Influx queries intermittently slow




I have an intermittent problem where queries that would normally return in less than 1s suddenly take 30+ s to return.

The odd thing is that if I run the exact queries a few minutes later, they will return in less than 1s again.

I have a theory as to what I think is happening, but I am looking for some expertise on it.

What I have observed:

  • the slowness always seems to happen within an hour of the end_time of the previous shard.
    e.g. if the shard_end time is 2018-12-26T00:00:00Z, then any slow events have only occurred in the gap between 2018-12-26T:00:00:00Z and 2018-12-26T01:00:00Z
  • the shard time range is 24 hours
  • the queries are all of the form that is looking for the most recent value in a time range

My Theory:

  • there are insufficient data points in the new shard to complete the query, so it has to reload the previous one to service it, thereby causing a lag on that query execution.

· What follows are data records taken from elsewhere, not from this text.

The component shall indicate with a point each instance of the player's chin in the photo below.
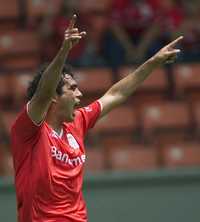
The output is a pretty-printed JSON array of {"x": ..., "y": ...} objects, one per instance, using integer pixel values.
[{"x": 71, "y": 117}]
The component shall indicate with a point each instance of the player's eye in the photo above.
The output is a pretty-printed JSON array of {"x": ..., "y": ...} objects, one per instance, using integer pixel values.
[{"x": 73, "y": 88}]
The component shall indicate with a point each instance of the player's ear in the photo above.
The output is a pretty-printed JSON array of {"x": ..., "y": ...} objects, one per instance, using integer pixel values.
[{"x": 55, "y": 99}]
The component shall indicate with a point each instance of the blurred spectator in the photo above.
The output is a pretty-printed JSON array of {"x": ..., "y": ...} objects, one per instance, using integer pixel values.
[
  {"x": 100, "y": 48},
  {"x": 144, "y": 26},
  {"x": 6, "y": 167},
  {"x": 191, "y": 31}
]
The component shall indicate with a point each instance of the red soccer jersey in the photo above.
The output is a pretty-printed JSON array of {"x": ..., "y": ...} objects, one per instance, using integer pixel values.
[{"x": 49, "y": 167}]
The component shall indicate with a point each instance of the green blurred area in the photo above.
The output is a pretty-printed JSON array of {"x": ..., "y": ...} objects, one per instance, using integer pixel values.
[{"x": 153, "y": 196}]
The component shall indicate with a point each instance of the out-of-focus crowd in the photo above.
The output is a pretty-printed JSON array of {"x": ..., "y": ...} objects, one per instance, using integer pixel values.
[
  {"x": 123, "y": 31},
  {"x": 119, "y": 32}
]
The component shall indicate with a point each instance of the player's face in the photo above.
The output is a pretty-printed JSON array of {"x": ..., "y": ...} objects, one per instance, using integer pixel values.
[{"x": 70, "y": 98}]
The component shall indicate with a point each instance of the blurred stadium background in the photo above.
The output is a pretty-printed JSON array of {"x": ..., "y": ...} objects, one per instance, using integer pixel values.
[{"x": 143, "y": 158}]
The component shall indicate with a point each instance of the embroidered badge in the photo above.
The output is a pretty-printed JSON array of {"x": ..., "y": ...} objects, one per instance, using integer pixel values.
[{"x": 72, "y": 141}]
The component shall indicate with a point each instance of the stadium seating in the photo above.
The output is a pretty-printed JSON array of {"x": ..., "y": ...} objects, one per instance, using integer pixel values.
[
  {"x": 196, "y": 112},
  {"x": 181, "y": 154},
  {"x": 135, "y": 157},
  {"x": 94, "y": 81},
  {"x": 167, "y": 120},
  {"x": 15, "y": 43},
  {"x": 187, "y": 79},
  {"x": 40, "y": 8},
  {"x": 9, "y": 9},
  {"x": 20, "y": 63},
  {"x": 155, "y": 82},
  {"x": 95, "y": 159}
]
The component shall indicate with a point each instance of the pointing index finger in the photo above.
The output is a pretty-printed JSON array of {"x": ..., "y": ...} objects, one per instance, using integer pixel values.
[
  {"x": 173, "y": 43},
  {"x": 72, "y": 22}
]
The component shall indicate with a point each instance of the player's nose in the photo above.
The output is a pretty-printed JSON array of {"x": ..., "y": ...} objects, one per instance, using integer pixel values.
[{"x": 78, "y": 93}]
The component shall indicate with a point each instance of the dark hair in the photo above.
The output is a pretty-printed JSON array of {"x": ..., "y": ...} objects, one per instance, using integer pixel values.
[{"x": 67, "y": 69}]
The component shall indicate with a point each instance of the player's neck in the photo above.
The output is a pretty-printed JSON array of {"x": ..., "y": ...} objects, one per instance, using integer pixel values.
[{"x": 54, "y": 121}]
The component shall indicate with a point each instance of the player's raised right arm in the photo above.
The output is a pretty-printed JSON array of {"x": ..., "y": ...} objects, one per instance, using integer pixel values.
[{"x": 39, "y": 104}]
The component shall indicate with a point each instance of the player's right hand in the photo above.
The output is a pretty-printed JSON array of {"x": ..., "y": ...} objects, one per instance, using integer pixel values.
[
  {"x": 168, "y": 54},
  {"x": 72, "y": 34}
]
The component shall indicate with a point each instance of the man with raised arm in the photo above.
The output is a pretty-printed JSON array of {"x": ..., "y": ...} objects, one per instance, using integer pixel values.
[{"x": 48, "y": 135}]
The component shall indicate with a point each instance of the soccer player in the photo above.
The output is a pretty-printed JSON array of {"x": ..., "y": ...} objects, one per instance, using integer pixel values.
[{"x": 48, "y": 135}]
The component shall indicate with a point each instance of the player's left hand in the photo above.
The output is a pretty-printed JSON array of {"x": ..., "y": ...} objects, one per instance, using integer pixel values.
[
  {"x": 169, "y": 53},
  {"x": 72, "y": 34}
]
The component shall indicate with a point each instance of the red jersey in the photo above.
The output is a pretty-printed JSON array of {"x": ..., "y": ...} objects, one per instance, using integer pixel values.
[{"x": 49, "y": 167}]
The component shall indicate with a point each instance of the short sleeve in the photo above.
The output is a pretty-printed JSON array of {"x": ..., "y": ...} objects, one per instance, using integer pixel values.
[
  {"x": 86, "y": 117},
  {"x": 24, "y": 128},
  {"x": 24, "y": 134}
]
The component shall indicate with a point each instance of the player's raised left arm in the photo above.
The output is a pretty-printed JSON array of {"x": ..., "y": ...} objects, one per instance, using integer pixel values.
[{"x": 120, "y": 91}]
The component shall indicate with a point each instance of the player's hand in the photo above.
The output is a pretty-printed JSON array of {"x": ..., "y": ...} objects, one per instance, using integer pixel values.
[
  {"x": 169, "y": 53},
  {"x": 72, "y": 34}
]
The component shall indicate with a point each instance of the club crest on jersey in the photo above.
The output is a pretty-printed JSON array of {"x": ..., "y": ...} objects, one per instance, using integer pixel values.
[{"x": 72, "y": 141}]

Could this be possible? and if so, would reducing the time range of the shards to, say, 1 hour, allow it to reload data a bit more incrementally as necessary and avoid having a huge lag of reloading an entire previous (24hr) shards data?


for anyone else that might have this problem in the futureā€¦

it was indeed due to shards, but not in the way i suspected.

The slowness always occurs when influx expires a shard - it would take 10-15 minutes to perform the delete of the expired shard.
Not sure why, looks kind of like its re-making indexes or something.

I did not solve the slowness, but I was able to change the influx config such that the shard deletion occurs outside of production hours by changing the timing of the retention policy checks.